MAIF / shapash

🔅 Shapash: User-friendly Explainability and Interpretability to Develop Reliable and Transparent Machine Learning Models
https://maif.github.io/shapash/
Apache License 2.0
2.71k stars 329 forks source link

[Bug] ValueError caused by column with nan values #554

Closed tswsxk closed 2 months ago

tswsxk commented 3 months ago

When using shapash along with the following codes:

xpl = SmartExplainer(
    model=model,
)

xpl.compile(
    x=test_df,
    ...
)

it will call the init_app in SmartApp class where the following codes are used to calculate the std of a certain column (line 192 - 199):

        for col in list(self.dataframe.columns):
            typ = self.dataframe[col].dtype
            if typ == float:
                std = self.dataframe[col].std()
                if std != 0:
                    digit = max(round(log10(1 / std) + 1) + 2, 0)
                    self.round_dataframe[col] = self.dataframe[col].map(f"{{:.{digit}f}}".format).astype(float)

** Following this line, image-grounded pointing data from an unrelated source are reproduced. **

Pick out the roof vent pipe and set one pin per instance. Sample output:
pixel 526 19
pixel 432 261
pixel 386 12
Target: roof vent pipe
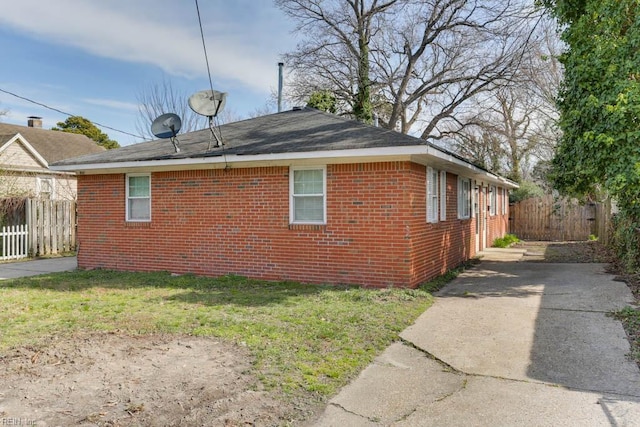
pixel 34 122
pixel 280 68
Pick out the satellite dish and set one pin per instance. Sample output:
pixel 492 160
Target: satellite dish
pixel 166 126
pixel 208 102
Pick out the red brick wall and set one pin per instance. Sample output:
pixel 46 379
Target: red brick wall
pixel 236 221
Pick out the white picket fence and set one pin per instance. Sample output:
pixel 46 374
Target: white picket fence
pixel 15 242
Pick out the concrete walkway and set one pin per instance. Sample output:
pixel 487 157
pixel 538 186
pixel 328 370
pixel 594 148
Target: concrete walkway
pixel 505 344
pixel 13 270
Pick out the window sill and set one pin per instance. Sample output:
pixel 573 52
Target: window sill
pixel 307 226
pixel 137 224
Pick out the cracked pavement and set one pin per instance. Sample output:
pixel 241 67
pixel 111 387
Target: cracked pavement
pixel 505 344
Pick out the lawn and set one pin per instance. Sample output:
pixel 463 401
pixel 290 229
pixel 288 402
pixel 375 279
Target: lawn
pixel 305 339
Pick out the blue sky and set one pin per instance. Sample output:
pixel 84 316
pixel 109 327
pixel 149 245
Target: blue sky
pixel 94 57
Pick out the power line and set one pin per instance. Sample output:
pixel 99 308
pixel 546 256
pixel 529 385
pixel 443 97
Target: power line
pixel 68 114
pixel 204 47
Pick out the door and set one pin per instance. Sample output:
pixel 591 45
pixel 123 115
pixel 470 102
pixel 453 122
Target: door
pixel 480 207
pixel 476 210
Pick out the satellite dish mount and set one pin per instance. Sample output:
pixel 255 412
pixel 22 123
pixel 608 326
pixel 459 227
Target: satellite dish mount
pixel 209 103
pixel 167 126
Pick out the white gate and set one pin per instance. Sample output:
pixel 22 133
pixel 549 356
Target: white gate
pixel 15 242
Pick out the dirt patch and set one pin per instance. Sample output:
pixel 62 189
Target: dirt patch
pixel 115 380
pixel 561 252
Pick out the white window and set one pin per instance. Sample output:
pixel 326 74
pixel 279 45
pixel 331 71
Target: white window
pixel 505 198
pixel 45 188
pixel 139 197
pixel 432 195
pixel 307 195
pixel 493 200
pixel 443 195
pixel 464 198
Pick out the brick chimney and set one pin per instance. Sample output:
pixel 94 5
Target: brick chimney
pixel 34 122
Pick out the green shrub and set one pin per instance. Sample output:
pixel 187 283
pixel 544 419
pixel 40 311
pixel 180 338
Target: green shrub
pixel 506 241
pixel 625 241
pixel 527 190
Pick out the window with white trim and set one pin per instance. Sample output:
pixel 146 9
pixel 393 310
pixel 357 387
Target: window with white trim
pixel 432 195
pixel 505 198
pixel 308 198
pixel 45 188
pixel 464 198
pixel 139 197
pixel 443 195
pixel 493 200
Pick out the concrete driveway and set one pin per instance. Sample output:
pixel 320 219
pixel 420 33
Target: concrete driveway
pixel 505 344
pixel 13 270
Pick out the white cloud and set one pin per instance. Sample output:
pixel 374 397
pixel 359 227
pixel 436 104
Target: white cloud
pixel 110 103
pixel 164 33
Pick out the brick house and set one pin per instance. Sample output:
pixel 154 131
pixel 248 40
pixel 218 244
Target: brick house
pixel 299 195
pixel 25 155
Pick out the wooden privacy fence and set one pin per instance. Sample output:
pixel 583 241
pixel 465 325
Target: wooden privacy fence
pixel 548 218
pixel 52 226
pixel 14 242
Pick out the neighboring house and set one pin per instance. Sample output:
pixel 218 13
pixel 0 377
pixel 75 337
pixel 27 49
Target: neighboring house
pixel 299 195
pixel 26 153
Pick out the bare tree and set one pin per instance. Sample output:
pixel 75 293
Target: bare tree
pixel 335 55
pixel 160 98
pixel 421 61
pixel 514 127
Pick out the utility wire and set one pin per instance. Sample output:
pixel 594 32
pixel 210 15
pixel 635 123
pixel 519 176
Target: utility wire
pixel 204 47
pixel 215 118
pixel 68 114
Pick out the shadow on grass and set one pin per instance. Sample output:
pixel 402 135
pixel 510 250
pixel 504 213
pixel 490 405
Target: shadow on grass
pixel 222 290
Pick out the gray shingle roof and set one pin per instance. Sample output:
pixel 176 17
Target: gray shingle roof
pixel 52 145
pixel 302 130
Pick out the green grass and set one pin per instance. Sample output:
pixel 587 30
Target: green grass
pixel 506 241
pixel 305 338
pixel 630 318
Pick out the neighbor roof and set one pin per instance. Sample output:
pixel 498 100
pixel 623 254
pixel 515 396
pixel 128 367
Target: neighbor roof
pixel 296 134
pixel 52 145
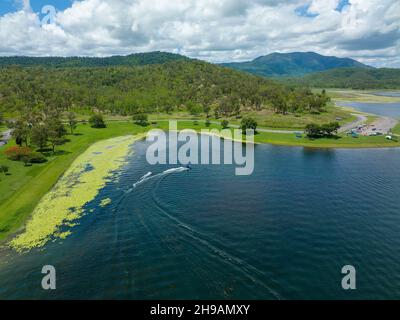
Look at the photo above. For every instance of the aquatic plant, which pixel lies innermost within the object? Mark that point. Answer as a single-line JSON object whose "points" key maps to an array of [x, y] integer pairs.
{"points": [[65, 203]]}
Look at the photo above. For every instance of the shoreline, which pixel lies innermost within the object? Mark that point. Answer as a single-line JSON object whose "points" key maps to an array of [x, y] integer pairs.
{"points": [[13, 206], [64, 204]]}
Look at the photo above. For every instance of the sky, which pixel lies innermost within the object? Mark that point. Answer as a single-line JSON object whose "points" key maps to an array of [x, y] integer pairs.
{"points": [[211, 30]]}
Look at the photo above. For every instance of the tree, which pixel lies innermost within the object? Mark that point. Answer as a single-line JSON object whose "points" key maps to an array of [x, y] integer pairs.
{"points": [[330, 129], [141, 119], [225, 124], [313, 130], [72, 122], [248, 124], [97, 121], [40, 136], [21, 132], [4, 169], [56, 132], [325, 130]]}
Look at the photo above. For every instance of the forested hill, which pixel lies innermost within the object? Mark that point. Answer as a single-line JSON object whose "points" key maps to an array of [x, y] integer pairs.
{"points": [[352, 78], [293, 64], [196, 86], [138, 59]]}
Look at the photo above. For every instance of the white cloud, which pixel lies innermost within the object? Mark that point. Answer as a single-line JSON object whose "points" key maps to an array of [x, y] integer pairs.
{"points": [[215, 30]]}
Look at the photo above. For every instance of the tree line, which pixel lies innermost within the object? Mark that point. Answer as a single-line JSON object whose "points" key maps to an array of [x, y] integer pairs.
{"points": [[193, 86]]}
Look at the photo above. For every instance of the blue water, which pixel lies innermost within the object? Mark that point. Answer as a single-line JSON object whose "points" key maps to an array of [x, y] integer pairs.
{"points": [[284, 232], [387, 94], [383, 109]]}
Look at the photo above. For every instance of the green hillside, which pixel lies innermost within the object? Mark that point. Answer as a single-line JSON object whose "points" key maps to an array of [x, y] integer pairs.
{"points": [[293, 64], [138, 59]]}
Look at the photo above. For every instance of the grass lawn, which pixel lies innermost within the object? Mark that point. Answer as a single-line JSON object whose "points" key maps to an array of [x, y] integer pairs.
{"points": [[25, 186], [21, 190], [396, 129], [270, 120]]}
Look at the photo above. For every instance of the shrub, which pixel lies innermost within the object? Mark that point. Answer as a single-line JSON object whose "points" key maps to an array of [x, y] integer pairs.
{"points": [[97, 121], [17, 153], [36, 157], [225, 124], [141, 119], [248, 124], [4, 169]]}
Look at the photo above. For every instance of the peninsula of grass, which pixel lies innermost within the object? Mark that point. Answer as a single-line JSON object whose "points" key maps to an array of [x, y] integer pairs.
{"points": [[22, 189]]}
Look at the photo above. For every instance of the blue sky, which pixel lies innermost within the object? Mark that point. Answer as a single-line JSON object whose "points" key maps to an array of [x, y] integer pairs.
{"points": [[13, 5], [211, 30]]}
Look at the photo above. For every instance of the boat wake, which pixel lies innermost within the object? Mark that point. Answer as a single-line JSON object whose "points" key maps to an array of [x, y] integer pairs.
{"points": [[149, 176]]}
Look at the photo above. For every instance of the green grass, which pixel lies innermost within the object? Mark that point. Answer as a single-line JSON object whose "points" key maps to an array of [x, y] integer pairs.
{"points": [[25, 186], [396, 129], [268, 119]]}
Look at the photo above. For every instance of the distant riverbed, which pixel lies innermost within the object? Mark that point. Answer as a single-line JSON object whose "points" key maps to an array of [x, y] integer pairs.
{"points": [[284, 232], [383, 109]]}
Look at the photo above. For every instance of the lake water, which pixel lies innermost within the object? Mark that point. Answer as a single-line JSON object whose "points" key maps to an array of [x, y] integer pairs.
{"points": [[387, 94], [383, 109], [284, 232]]}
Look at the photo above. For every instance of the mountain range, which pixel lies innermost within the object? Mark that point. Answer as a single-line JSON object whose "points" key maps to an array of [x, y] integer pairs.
{"points": [[293, 64], [297, 68]]}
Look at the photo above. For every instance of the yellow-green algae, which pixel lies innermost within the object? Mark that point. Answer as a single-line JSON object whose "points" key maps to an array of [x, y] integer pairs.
{"points": [[79, 185], [105, 202]]}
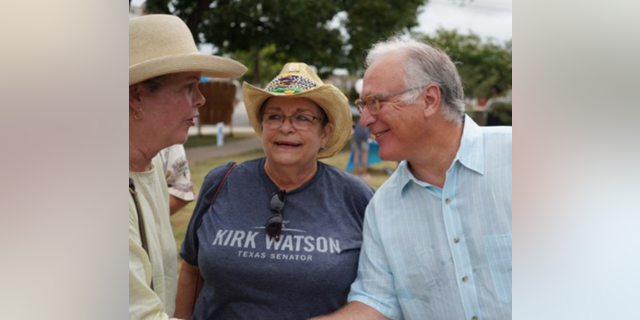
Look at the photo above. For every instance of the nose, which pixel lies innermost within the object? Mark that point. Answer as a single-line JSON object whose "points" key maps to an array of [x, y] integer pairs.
{"points": [[287, 124], [367, 118], [199, 98]]}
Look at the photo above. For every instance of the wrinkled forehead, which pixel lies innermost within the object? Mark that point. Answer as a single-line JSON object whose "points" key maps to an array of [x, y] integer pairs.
{"points": [[386, 74]]}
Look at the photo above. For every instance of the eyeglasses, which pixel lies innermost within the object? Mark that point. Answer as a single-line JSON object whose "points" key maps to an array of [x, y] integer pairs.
{"points": [[299, 121], [372, 102], [274, 223]]}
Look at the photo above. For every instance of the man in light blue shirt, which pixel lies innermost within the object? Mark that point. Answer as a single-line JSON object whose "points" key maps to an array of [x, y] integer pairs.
{"points": [[437, 234]]}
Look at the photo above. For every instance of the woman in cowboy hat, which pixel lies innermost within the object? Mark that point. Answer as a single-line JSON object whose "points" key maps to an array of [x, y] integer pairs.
{"points": [[164, 71], [281, 236]]}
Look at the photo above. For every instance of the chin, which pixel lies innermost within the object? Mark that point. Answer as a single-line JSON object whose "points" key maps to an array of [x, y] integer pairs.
{"points": [[389, 155]]}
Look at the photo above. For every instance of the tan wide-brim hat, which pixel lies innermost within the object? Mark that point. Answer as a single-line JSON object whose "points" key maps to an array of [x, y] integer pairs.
{"points": [[297, 80], [162, 44]]}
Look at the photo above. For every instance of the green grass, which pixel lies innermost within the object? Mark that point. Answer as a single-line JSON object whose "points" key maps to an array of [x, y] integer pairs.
{"points": [[180, 220], [211, 139]]}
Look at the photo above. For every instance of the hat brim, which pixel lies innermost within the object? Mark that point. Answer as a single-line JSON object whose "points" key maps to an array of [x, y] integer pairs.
{"points": [[208, 65], [328, 97]]}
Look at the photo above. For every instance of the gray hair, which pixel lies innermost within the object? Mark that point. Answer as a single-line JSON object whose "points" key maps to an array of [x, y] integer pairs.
{"points": [[425, 65]]}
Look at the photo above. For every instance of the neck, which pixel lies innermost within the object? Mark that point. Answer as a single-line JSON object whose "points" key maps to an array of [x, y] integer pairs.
{"points": [[139, 161], [290, 177], [438, 151]]}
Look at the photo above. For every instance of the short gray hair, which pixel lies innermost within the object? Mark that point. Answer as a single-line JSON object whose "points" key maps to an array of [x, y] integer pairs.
{"points": [[425, 65]]}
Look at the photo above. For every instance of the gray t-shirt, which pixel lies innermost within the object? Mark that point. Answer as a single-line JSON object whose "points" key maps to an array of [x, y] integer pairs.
{"points": [[250, 276]]}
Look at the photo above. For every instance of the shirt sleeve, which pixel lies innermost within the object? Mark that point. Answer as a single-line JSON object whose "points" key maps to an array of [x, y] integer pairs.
{"points": [[374, 282], [144, 303], [189, 249], [177, 173]]}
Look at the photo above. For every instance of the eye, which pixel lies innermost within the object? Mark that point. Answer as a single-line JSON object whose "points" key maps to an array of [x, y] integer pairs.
{"points": [[273, 116], [304, 118]]}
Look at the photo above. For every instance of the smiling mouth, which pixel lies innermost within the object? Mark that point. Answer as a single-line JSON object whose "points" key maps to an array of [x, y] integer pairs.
{"points": [[288, 144], [380, 133]]}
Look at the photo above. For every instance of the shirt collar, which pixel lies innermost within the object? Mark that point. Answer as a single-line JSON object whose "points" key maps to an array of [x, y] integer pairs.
{"points": [[470, 155]]}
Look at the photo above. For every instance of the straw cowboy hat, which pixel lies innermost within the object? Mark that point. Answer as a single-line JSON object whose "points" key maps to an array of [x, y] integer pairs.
{"points": [[298, 80], [161, 44]]}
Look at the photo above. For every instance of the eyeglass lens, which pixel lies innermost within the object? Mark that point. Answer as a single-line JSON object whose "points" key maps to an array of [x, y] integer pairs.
{"points": [[274, 223]]}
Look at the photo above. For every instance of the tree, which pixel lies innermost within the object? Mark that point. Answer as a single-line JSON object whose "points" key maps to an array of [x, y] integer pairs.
{"points": [[325, 33], [485, 67]]}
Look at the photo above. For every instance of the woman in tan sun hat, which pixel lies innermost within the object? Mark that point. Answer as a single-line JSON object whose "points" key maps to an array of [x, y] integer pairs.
{"points": [[164, 71], [281, 236]]}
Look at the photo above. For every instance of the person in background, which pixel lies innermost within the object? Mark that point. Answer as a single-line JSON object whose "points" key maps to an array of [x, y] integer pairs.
{"points": [[164, 71], [437, 234], [282, 237], [360, 147], [178, 177]]}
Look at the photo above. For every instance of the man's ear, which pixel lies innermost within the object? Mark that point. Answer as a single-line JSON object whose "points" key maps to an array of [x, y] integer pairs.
{"points": [[432, 99], [135, 91]]}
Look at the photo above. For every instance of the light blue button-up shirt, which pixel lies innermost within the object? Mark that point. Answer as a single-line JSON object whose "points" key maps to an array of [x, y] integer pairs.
{"points": [[432, 253]]}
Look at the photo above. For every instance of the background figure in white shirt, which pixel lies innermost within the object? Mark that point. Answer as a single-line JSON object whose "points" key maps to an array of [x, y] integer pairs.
{"points": [[178, 176], [437, 235]]}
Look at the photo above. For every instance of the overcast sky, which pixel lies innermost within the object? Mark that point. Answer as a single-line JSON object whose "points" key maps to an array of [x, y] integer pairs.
{"points": [[486, 18]]}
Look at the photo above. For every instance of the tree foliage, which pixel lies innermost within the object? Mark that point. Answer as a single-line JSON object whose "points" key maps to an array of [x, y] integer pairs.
{"points": [[485, 67], [326, 33]]}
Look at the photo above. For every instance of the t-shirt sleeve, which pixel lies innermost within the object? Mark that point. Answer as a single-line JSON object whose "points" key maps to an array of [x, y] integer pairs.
{"points": [[189, 249], [144, 303], [374, 282]]}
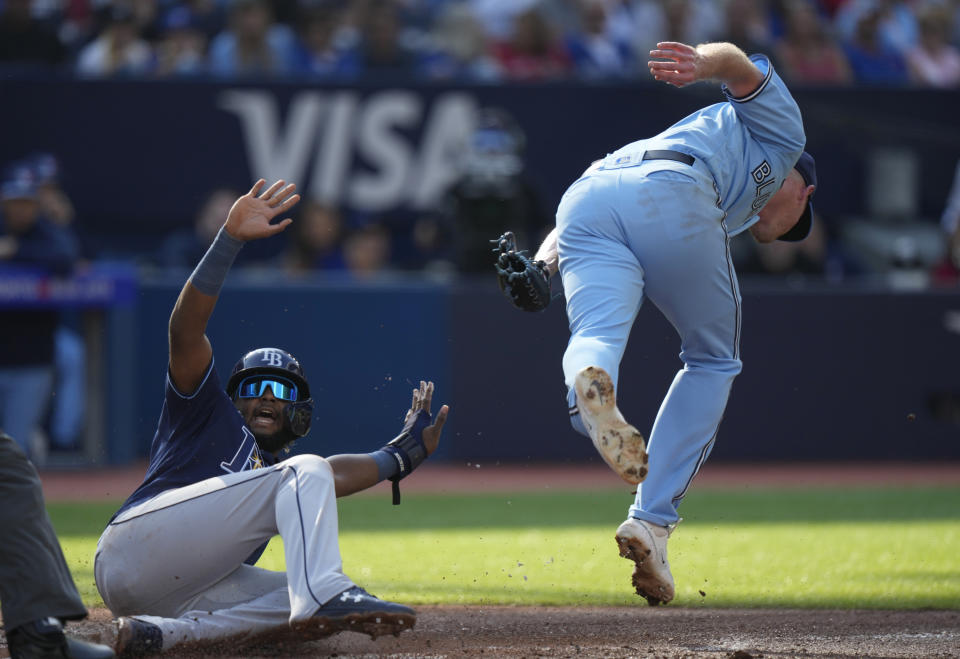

However, when a column with nan values, std will be nan and execute the following line:

                    digit = max(round(log10(1 / std) + 1) + 2, 0)

and result in ValueError:

File "xxx/.local/lib/python3.10/site-packages/shapash/webapp/smart_app.py", line 197, in init_data
    digit = max(round(log10(1 / std) + 1) + 2, 0)
ValueError: cannot convert float NaN to integer

Python version : python3.10

Shapash version : shapash-2.5.0

Operating System : CentOS Linux release 8.2.2.2004

guillaume-vignal commented 2 months ago

Thank you to report this issue, if I understand correctly you should have only nan values in your columns, is it right ? Actually the code should not bug if you have a column with just some nan values in it. Can you tell us why you have such a column used in your model ? We don't see the use case. In any case we will look at your PR and see the best way to tackle this issue.

tswsxk commented 2 months ago

Hi, there. Usually, the nan columns could be removed during data preprocessing. However, in my case, the data is several time series and one column contains only nan values before a specific date. Thus, when I conduct experiments, where I need to split the data according to dates for training. However, the all-nan values in this column before a specific date cause this error.

guillaume-vignal commented 2 months ago

It has been fixed with the version 2.6.0 of shapash (https://github.com/MAIF/shapash/pull/553)